There is no idealized romantic Africa to be found when we return. The Africa struggling to recover from a more than five-hundred-year legacy of slavery and colonialism is often overwhelming. It is simultaneously gut wrenching and spiritually healing. It is both ugly and beautiful. We will, and, do meet Africans that do not like us. However, my experiences have taught me it is not a question of “not liking” African Americans, so much as it is a dislike for a too often haughty or superior “American” attitude that some of us possess. On this most recent visit, for example, I was told a story about an elder African American couple that have repatriated to Ghana but claim they “hate Ghanaians” because they think “Ghanaians hate us.” Twisted logic and real “Nigger business” exist on both sides of the Atlantic.

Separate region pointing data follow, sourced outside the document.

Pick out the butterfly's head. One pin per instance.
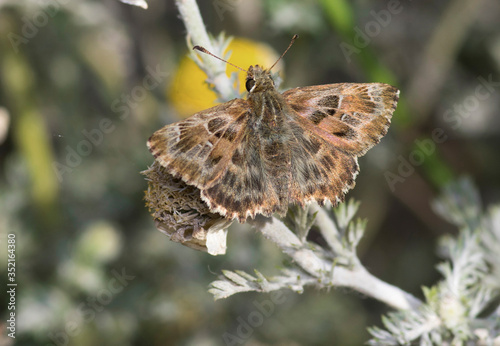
(258, 79)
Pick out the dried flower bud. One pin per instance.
(180, 213)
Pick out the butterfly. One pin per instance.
(257, 156)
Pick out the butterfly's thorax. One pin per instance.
(270, 130)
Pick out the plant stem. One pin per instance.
(197, 35)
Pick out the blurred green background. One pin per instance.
(77, 105)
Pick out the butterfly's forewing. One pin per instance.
(247, 187)
(199, 148)
(353, 117)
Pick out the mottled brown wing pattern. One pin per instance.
(352, 116)
(319, 171)
(199, 148)
(246, 188)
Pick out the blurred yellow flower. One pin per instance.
(189, 93)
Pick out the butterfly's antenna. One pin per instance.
(282, 55)
(201, 49)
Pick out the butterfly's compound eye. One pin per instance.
(250, 84)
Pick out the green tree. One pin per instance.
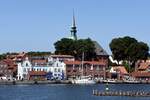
(76, 48)
(129, 50)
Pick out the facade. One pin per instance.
(87, 68)
(8, 68)
(54, 69)
(118, 72)
(61, 58)
(143, 71)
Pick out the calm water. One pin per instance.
(65, 92)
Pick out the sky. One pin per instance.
(35, 25)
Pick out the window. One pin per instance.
(27, 64)
(24, 69)
(55, 70)
(97, 68)
(58, 70)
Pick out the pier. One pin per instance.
(122, 93)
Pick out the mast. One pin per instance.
(73, 28)
(82, 64)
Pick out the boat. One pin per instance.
(110, 81)
(83, 79)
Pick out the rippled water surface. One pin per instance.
(67, 92)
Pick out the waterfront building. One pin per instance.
(54, 69)
(118, 72)
(95, 69)
(101, 55)
(61, 58)
(8, 68)
(143, 71)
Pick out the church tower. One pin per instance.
(73, 29)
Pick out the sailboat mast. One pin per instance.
(82, 62)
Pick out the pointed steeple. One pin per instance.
(73, 29)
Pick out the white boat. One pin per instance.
(109, 81)
(83, 79)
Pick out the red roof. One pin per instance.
(64, 56)
(144, 65)
(37, 73)
(73, 62)
(85, 62)
(120, 69)
(39, 61)
(140, 74)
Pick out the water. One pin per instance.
(67, 92)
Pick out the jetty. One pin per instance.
(122, 93)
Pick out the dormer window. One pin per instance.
(27, 65)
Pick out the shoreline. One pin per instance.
(32, 82)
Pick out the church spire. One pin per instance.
(73, 29)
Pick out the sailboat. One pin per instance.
(83, 79)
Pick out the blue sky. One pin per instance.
(34, 25)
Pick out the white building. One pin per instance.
(55, 67)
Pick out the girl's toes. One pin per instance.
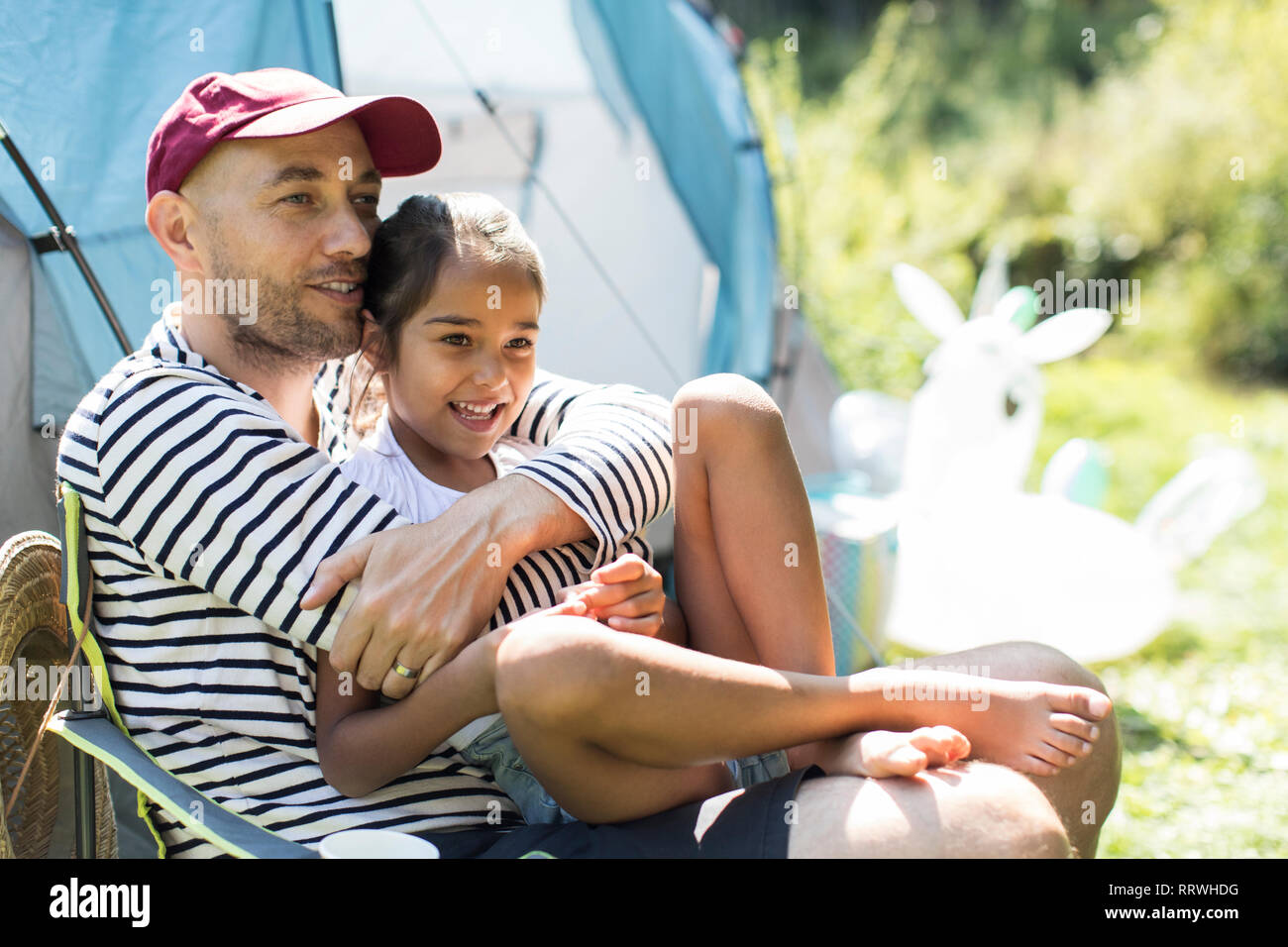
(1076, 727)
(1054, 755)
(1073, 746)
(1082, 701)
(907, 761)
(941, 745)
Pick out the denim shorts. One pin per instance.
(494, 751)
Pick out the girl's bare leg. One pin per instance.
(747, 571)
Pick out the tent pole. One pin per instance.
(64, 237)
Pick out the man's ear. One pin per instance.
(373, 342)
(167, 217)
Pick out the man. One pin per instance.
(210, 508)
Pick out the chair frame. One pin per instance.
(99, 733)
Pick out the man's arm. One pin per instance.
(211, 488)
(605, 474)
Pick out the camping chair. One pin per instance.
(98, 736)
(34, 647)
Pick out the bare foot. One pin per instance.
(881, 754)
(1028, 725)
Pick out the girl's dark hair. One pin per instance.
(407, 254)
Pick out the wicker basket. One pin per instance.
(34, 639)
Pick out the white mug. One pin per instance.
(375, 843)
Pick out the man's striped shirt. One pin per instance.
(206, 515)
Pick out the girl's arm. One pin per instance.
(364, 746)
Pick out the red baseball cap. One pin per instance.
(274, 103)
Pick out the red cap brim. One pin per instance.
(400, 134)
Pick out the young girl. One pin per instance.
(455, 290)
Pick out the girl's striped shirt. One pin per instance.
(206, 515)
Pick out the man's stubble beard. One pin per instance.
(283, 338)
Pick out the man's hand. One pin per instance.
(430, 589)
(625, 594)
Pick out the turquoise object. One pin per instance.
(1020, 305)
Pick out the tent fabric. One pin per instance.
(27, 460)
(558, 90)
(687, 85)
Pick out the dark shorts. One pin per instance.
(752, 823)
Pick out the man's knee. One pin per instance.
(973, 810)
(720, 403)
(550, 669)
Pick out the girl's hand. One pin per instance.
(625, 594)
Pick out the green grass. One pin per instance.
(1203, 710)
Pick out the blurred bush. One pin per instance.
(1103, 140)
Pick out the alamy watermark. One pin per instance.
(1117, 296)
(38, 682)
(922, 686)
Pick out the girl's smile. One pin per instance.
(465, 364)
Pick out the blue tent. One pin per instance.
(82, 84)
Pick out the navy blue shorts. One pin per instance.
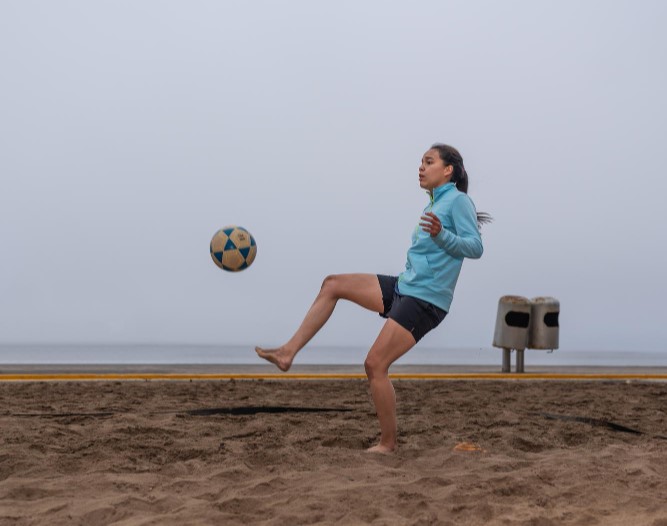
(415, 315)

We cannot allow either the ignorant or the foolish to get in the way of actual progress.
We cannot return with the mindset that we are somehow needed as “saviors.” Such arrogance renders us no more or less than the Obruni Pete or “vulture foreigners”—the white missionaries we so detest each time we see them walking the streets of Elmina or through villages like Atonkwa. We are disheartened when we see images of the white Jesus everywhere. To fall into the “trick bag” of seeing Africa and of seeing Africans through American eyes, is to become a dreaded “Obibini-Obruni” for real. At the same time, coming from the Diaspora provides a particular perspective on this battle to reclaim Black hearts and minds that can shock Africans into seeing Africa in the 21st century in a new light.
I have been told that many Ghanaians fear the skills we bring, because they think we are coming to somehow take control. They see us through the warped lenses of both the European and the American media. Their perceptions of us are filtered through seductive pop culture imaginings. At the University of Cape Coast, I even had a student ask, “Why do you not like it when the whites say Nigger?” I had to remind her to reread Kwame Nkrumah’s, “African Society under Colonialism.” Like so many of our youth here in the US, Ghanaian youth are often disconnected from their history—a time when the British called their Ancestors “Nigger” in Ghana. They have no context to fully comprehend the assertiveness or the hard, nappy edges we needed, and need, to survive in the land of the American white man.